Across from Parsons sat his son, another Charles, who held the post of Vice-President of the road of which his father was President. Together they smoked cigarettes, incessantly. It was not usual for elderly men in those days to smoke cigarettes and because the elder Parsons did it in his office, Mr. Vanderbilt distrusted him all the more.
And yet, there were about Parsons certain distinct qualities of charm and interest. A State of Maine man—he came from Kennebunkport—he was a born horse-trader, as his operations in the Rome, Watertown & Ogdensburgh steadily showed. He was not a man to pay for that which he might possibly get for nothing. On one memorable occasion he came to the office of William Buchanan, the veteran Motive Power Superintendent of the New York Central, who designed and built the famous No. 999, in order to get some free advice on locomotive equipment. The Rome road then had a rather fair supply of antiquated motive-power—it still was using some of the converted wood-burners of its earliest days—and Parsons wanted to buy, second-hand, some of the older engines of the N. Y. C. & H. R. He argued that his bridges would not permit the purchase of heavy modern locomotives.
But the Central folk argued back that they had scrapped all their light engines, save those that they still needed for certain local and branch-line services. In the long run they drew up plans for locomotives suited to the special necessities of the Rome road and presented Parsons with them. From that time on he came frequently to consult the technical authorities in the Grand Central Depot.
“I have a first-class staff working for me and I don’t have to pay it a blessed cent,” he would chuckle as he went out of its doors.
The funny part of it all being that the Vanderbilts apparently were perfectly willing that he should make such use of their staff.

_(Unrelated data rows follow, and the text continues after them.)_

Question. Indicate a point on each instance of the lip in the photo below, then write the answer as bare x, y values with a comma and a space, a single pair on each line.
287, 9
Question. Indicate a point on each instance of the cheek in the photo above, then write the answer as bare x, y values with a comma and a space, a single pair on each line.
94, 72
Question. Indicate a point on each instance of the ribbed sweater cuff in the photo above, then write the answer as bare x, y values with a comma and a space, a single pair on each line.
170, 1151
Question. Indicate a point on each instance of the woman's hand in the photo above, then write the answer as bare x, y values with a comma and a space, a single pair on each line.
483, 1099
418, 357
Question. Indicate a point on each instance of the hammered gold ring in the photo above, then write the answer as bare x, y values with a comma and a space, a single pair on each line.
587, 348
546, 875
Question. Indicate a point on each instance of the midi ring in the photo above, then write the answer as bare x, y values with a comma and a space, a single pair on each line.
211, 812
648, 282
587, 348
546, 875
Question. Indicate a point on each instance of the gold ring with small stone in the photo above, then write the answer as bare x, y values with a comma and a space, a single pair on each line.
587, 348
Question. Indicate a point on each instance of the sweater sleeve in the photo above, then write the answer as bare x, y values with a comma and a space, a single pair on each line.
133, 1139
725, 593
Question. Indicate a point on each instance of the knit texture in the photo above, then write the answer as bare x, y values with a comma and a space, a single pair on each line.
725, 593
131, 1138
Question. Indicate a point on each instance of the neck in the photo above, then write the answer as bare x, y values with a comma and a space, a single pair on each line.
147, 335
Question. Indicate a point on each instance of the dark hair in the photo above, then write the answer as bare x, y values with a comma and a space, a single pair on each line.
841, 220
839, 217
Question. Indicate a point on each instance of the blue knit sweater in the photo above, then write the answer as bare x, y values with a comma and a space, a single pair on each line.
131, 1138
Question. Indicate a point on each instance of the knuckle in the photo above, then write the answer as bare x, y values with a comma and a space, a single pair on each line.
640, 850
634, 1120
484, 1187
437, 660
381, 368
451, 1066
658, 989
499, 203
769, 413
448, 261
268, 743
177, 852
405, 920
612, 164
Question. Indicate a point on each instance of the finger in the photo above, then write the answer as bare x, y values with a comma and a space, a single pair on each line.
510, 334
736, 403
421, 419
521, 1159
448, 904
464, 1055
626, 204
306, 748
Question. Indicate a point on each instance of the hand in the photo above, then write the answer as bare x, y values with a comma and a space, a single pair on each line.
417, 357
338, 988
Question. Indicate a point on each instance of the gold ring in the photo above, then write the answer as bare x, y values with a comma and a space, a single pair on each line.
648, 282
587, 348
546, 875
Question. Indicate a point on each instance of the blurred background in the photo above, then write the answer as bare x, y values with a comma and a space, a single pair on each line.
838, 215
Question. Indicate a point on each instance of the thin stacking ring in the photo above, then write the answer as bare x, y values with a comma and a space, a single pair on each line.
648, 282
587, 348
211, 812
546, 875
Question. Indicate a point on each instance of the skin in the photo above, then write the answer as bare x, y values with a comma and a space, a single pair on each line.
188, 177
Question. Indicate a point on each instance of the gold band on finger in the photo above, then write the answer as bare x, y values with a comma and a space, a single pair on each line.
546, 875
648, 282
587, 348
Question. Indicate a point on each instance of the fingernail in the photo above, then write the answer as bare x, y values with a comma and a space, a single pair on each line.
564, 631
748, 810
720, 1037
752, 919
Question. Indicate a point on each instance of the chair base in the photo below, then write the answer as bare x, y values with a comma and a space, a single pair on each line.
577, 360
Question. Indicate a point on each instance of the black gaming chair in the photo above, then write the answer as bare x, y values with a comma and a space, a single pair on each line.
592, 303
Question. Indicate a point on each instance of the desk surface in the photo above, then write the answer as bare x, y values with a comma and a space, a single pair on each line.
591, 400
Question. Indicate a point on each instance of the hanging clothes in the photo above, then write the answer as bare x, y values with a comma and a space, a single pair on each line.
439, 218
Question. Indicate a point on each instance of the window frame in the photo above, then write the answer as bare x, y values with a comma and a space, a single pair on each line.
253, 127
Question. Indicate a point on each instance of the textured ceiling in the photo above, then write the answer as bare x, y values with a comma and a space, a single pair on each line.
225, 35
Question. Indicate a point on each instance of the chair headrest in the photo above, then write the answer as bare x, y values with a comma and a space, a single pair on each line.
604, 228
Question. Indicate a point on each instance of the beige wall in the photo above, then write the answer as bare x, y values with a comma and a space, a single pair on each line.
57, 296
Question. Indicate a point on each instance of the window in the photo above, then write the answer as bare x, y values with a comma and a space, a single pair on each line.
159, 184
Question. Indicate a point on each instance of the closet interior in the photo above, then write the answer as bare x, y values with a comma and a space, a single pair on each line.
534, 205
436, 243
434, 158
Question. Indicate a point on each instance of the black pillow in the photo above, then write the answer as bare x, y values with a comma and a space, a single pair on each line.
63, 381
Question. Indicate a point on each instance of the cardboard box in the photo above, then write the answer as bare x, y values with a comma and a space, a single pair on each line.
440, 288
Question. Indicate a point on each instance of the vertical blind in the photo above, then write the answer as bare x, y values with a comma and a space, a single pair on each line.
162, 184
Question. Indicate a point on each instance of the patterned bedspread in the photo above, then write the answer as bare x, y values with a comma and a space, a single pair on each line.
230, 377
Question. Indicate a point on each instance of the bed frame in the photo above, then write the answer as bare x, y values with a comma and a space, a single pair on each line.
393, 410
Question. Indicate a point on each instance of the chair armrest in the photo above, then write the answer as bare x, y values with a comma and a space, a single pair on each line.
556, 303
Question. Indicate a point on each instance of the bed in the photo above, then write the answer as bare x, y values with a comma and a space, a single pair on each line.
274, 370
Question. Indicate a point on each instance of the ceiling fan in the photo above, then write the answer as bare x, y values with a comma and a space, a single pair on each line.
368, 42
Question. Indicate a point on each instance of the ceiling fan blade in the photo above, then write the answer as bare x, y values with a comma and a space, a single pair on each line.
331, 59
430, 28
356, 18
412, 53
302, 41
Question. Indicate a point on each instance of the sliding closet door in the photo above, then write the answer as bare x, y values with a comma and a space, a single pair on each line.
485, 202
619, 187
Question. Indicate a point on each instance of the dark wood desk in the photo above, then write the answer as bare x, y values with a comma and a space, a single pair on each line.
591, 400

Here was Charles Parsons steadily proposing the most disagreeable things to the Vanderbilts. The Lehigh Valley which, like the Lackawanna of a decade before, had begun to tire of the Erie as a sole entrance into the Buffalo gateway, and was building its own line into that important city, was making eyes at the Rome, Watertown & Ogdensburgh. Parsons, still smoking his cigarettes, made eyes back at the Lehigh Valley and its owners, the enormously wealthy Packer family of South Bethlehem, Pennsylvania. Together they slipped into an alliance. For ten years Charles Parsons had coveted an entrance of his own into Buffalo. The Packers wanted to get from Buffalo into the traffic hub of Suspension Bridge. On a competitive basis, neither the existing lines of the New York Central nor of the Erie between those two places were open to them.